Appellant contends the evidence did not establish she acted with the required mental state of recklessness. See State v. McGee (1997), 79 Ohio St.3d 193. A person acts recklessly when with heedless indifference to the consequences, he perversely disregards a known risk that his conduct is likely to cause a certain result. R.C. 2901.22(C). A person acts recklessly when that person's conduct is a gross deviation from the standard of care which a reasonable person would exercise in the situation. See State v. Covington (1995), 107 Ohio App.3d 203, 205. The evidence established appellant knew about the sexual and physical abuse, yet failed to prevent it. Certainly, this is a gross deviation of a mother's standard of care. See Schultz, supra at 354. Appellant perversely disregarded the known risk of her husband's abuse.

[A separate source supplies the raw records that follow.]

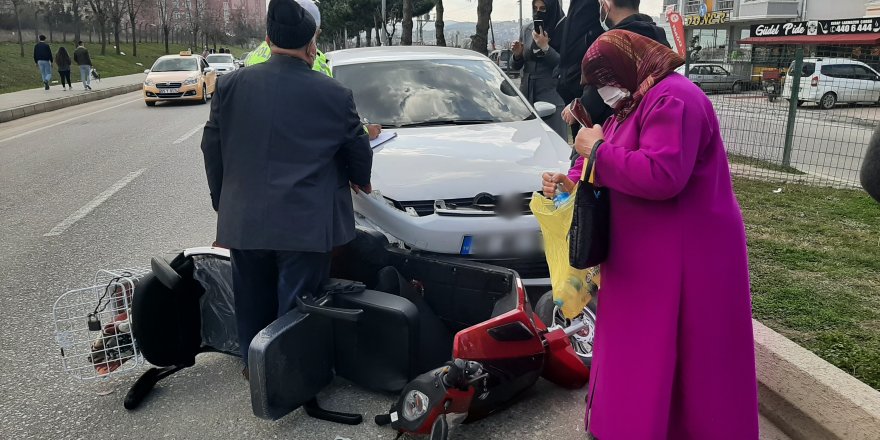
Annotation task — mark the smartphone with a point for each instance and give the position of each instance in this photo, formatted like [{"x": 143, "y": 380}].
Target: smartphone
[
  {"x": 539, "y": 26},
  {"x": 580, "y": 113}
]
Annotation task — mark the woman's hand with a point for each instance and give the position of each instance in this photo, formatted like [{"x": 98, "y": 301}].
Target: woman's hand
[
  {"x": 373, "y": 130},
  {"x": 550, "y": 180},
  {"x": 586, "y": 138},
  {"x": 542, "y": 40}
]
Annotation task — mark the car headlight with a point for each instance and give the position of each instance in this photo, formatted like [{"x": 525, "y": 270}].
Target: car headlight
[{"x": 415, "y": 405}]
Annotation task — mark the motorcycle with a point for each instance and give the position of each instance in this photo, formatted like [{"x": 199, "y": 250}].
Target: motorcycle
[{"x": 456, "y": 338}]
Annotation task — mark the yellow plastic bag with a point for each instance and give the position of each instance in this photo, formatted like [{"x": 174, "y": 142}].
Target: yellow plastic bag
[{"x": 571, "y": 287}]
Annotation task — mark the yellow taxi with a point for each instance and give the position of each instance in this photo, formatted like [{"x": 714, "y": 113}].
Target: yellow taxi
[{"x": 184, "y": 77}]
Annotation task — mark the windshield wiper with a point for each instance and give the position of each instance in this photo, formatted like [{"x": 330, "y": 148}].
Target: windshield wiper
[{"x": 447, "y": 122}]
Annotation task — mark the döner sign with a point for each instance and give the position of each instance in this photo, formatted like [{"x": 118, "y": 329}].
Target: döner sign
[{"x": 818, "y": 27}]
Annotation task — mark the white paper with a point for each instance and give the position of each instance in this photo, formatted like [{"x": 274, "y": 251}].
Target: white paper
[{"x": 383, "y": 137}]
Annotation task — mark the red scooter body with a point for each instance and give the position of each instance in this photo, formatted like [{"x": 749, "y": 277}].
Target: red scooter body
[{"x": 494, "y": 361}]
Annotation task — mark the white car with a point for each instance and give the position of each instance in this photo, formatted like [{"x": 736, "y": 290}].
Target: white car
[
  {"x": 223, "y": 62},
  {"x": 829, "y": 81},
  {"x": 468, "y": 154}
]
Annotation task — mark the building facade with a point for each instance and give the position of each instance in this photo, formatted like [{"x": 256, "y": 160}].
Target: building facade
[{"x": 715, "y": 28}]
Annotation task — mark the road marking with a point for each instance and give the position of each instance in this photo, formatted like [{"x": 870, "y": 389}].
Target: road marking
[
  {"x": 189, "y": 134},
  {"x": 67, "y": 120},
  {"x": 89, "y": 207}
]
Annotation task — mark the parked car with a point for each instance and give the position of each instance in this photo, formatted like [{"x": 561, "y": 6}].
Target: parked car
[
  {"x": 184, "y": 77},
  {"x": 829, "y": 81},
  {"x": 223, "y": 62},
  {"x": 715, "y": 78},
  {"x": 504, "y": 60},
  {"x": 469, "y": 151}
]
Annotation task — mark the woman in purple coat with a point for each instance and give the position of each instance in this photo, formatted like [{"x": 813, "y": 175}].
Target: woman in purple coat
[{"x": 674, "y": 355}]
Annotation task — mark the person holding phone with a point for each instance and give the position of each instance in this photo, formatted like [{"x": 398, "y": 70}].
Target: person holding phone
[{"x": 539, "y": 60}]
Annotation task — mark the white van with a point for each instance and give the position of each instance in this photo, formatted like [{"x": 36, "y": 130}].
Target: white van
[{"x": 828, "y": 81}]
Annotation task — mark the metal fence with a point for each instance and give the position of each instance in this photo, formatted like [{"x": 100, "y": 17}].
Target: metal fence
[{"x": 795, "y": 113}]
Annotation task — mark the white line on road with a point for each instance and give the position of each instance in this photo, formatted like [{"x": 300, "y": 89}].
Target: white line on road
[
  {"x": 189, "y": 134},
  {"x": 89, "y": 207},
  {"x": 66, "y": 121}
]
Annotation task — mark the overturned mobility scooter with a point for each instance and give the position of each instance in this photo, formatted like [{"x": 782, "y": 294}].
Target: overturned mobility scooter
[{"x": 452, "y": 337}]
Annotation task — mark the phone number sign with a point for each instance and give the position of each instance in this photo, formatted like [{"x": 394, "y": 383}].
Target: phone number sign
[{"x": 818, "y": 27}]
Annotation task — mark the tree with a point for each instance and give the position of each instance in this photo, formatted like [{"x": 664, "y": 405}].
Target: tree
[
  {"x": 134, "y": 9},
  {"x": 101, "y": 11},
  {"x": 74, "y": 8},
  {"x": 480, "y": 41},
  {"x": 195, "y": 13},
  {"x": 164, "y": 18},
  {"x": 439, "y": 25}
]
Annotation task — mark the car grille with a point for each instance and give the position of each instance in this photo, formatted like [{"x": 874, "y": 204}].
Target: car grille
[
  {"x": 426, "y": 207},
  {"x": 528, "y": 267}
]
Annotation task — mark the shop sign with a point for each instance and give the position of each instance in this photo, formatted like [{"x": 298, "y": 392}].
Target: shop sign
[{"x": 710, "y": 18}]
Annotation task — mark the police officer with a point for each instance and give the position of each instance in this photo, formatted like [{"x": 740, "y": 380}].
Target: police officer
[
  {"x": 262, "y": 54},
  {"x": 283, "y": 193}
]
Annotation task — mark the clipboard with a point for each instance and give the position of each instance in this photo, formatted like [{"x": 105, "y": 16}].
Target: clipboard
[{"x": 383, "y": 137}]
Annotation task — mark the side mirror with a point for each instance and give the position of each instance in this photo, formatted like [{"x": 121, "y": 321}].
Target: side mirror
[{"x": 545, "y": 109}]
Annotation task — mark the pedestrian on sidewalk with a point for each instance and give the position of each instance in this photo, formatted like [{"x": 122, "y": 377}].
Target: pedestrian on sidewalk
[
  {"x": 43, "y": 60},
  {"x": 62, "y": 60},
  {"x": 674, "y": 350},
  {"x": 84, "y": 61}
]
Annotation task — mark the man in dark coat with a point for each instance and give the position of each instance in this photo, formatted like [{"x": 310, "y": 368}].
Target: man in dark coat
[
  {"x": 283, "y": 149},
  {"x": 43, "y": 60},
  {"x": 870, "y": 175}
]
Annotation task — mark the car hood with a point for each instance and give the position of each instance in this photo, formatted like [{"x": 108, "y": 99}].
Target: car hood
[
  {"x": 462, "y": 161},
  {"x": 170, "y": 76}
]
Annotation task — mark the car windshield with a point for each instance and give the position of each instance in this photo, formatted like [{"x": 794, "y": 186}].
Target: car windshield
[
  {"x": 432, "y": 92},
  {"x": 222, "y": 59},
  {"x": 176, "y": 65}
]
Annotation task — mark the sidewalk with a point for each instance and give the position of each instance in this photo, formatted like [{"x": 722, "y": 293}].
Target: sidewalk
[{"x": 30, "y": 102}]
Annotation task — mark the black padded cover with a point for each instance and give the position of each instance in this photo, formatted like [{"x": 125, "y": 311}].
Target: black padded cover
[{"x": 379, "y": 352}]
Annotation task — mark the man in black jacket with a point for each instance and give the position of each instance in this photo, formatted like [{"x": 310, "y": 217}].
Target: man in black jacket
[
  {"x": 283, "y": 147},
  {"x": 609, "y": 14},
  {"x": 43, "y": 60}
]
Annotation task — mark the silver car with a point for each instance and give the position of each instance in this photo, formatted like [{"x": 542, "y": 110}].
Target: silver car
[{"x": 715, "y": 78}]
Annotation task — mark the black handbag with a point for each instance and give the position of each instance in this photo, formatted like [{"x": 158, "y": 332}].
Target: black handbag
[{"x": 590, "y": 222}]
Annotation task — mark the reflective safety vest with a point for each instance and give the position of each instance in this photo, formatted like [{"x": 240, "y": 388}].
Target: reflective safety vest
[{"x": 263, "y": 53}]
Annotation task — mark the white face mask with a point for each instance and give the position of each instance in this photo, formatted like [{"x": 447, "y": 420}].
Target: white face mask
[
  {"x": 613, "y": 95},
  {"x": 604, "y": 11}
]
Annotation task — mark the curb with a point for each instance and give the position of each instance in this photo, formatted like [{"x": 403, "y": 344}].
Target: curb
[
  {"x": 807, "y": 397},
  {"x": 69, "y": 101}
]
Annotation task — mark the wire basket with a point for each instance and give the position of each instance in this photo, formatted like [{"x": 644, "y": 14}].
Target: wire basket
[{"x": 93, "y": 329}]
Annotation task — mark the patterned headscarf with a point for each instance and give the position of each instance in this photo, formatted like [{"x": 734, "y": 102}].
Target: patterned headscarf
[{"x": 629, "y": 61}]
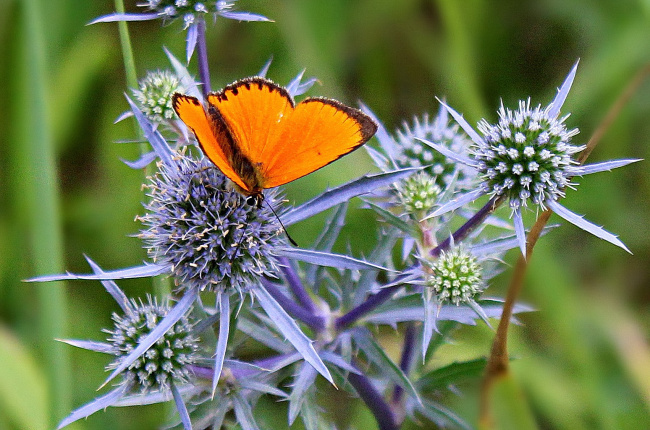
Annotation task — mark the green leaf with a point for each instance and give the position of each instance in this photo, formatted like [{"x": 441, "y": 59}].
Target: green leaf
[
  {"x": 451, "y": 374},
  {"x": 441, "y": 415},
  {"x": 23, "y": 391},
  {"x": 394, "y": 220}
]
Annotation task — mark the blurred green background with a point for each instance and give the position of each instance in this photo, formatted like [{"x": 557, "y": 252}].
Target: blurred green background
[{"x": 583, "y": 360}]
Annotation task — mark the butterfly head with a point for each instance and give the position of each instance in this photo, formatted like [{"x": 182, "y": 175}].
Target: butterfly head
[{"x": 255, "y": 200}]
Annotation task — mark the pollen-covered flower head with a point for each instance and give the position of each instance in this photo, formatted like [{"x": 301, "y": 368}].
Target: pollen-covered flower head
[
  {"x": 154, "y": 95},
  {"x": 206, "y": 231},
  {"x": 193, "y": 10},
  {"x": 527, "y": 155},
  {"x": 412, "y": 152},
  {"x": 456, "y": 276},
  {"x": 165, "y": 361}
]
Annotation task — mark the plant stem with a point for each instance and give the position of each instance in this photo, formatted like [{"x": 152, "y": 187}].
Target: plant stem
[
  {"x": 202, "y": 57},
  {"x": 498, "y": 361},
  {"x": 406, "y": 360},
  {"x": 162, "y": 287},
  {"x": 375, "y": 402}
]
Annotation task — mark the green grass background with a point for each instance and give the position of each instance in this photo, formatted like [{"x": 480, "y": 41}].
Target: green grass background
[{"x": 582, "y": 360}]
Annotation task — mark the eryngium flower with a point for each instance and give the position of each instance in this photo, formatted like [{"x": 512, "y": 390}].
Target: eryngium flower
[
  {"x": 457, "y": 277},
  {"x": 155, "y": 95},
  {"x": 418, "y": 193},
  {"x": 165, "y": 361},
  {"x": 204, "y": 229},
  {"x": 413, "y": 153},
  {"x": 527, "y": 157},
  {"x": 192, "y": 10}
]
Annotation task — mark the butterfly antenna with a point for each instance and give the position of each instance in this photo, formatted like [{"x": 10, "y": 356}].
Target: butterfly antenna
[{"x": 293, "y": 242}]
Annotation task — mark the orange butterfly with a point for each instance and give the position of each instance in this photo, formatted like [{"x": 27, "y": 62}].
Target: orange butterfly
[{"x": 259, "y": 138}]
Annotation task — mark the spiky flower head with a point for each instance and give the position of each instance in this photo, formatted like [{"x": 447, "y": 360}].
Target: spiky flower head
[
  {"x": 189, "y": 10},
  {"x": 414, "y": 153},
  {"x": 165, "y": 361},
  {"x": 154, "y": 95},
  {"x": 527, "y": 155},
  {"x": 457, "y": 276},
  {"x": 206, "y": 231},
  {"x": 418, "y": 193}
]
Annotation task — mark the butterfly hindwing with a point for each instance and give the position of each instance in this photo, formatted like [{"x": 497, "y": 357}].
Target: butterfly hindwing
[
  {"x": 211, "y": 133},
  {"x": 318, "y": 132}
]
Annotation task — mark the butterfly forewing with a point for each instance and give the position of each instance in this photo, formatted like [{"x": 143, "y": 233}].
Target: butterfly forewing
[
  {"x": 255, "y": 134},
  {"x": 211, "y": 133},
  {"x": 255, "y": 111},
  {"x": 318, "y": 132}
]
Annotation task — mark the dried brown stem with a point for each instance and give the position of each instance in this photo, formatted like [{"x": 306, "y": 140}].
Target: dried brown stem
[{"x": 498, "y": 361}]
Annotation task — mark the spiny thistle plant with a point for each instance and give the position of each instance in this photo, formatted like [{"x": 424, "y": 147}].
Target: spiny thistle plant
[{"x": 237, "y": 280}]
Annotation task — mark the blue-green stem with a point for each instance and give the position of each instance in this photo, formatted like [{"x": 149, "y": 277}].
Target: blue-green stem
[
  {"x": 37, "y": 195},
  {"x": 161, "y": 286},
  {"x": 202, "y": 57}
]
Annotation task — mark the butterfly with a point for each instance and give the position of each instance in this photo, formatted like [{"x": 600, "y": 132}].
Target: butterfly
[{"x": 255, "y": 133}]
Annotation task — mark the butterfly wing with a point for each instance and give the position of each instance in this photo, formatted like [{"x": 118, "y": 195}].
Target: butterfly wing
[
  {"x": 255, "y": 111},
  {"x": 318, "y": 132},
  {"x": 211, "y": 133}
]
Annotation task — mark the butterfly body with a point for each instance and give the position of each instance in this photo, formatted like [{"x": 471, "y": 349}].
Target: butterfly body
[{"x": 259, "y": 138}]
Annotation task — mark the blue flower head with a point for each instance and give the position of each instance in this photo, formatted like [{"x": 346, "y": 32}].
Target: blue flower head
[
  {"x": 527, "y": 158},
  {"x": 166, "y": 361},
  {"x": 198, "y": 225}
]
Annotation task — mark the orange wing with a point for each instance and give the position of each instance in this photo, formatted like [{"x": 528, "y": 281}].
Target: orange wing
[
  {"x": 255, "y": 111},
  {"x": 211, "y": 133},
  {"x": 318, "y": 132},
  {"x": 284, "y": 143}
]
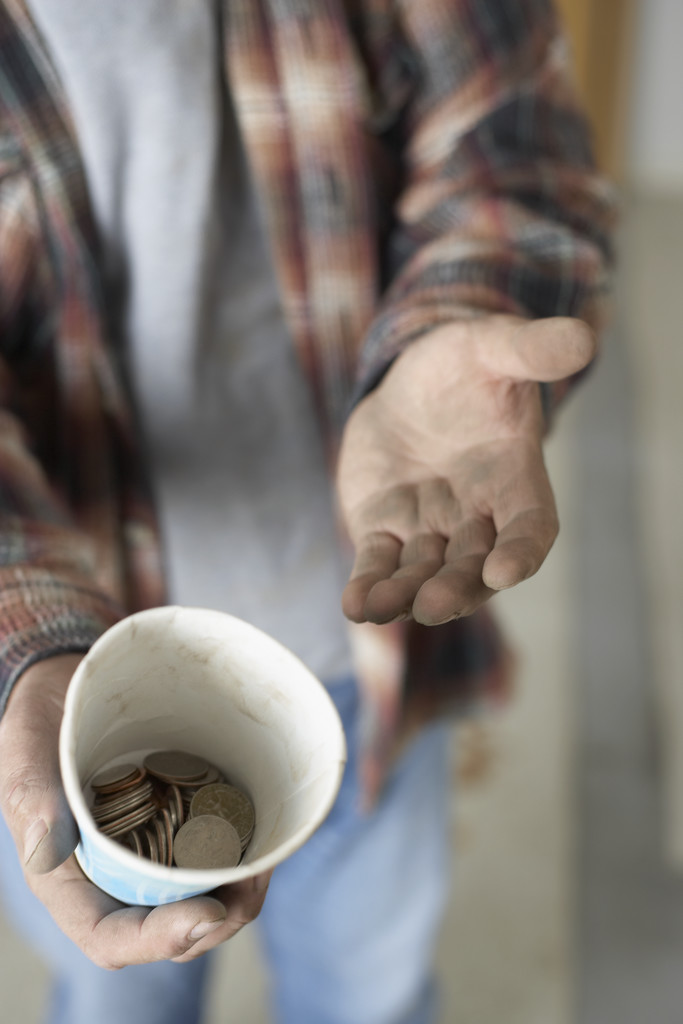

Accordingly, this assignment of error is overruled.
The decision of the trial court is affirmed.
It is ordered that appellee recover of appellant its costs herein taxed.
The Court finds there were reasonable grounds for this appeal.
It is ordered that a special mandate issue out of this Court directing the Common Pleas Court to carry this judgment into execution. The defendant's conviction having been affirmed, any bail pending appeal is terminated. Case remanded to the trial court for execution of sentence.
A certified copy of this entry shall constitute the mandate pursuant to Rule 27 of the Rules of Appellate Procedure.
______________________________ ANN DYKE, ADMINISTRATIVE JUDGE
SPELLACY, J., AND BLACKMON, J., CONCUR.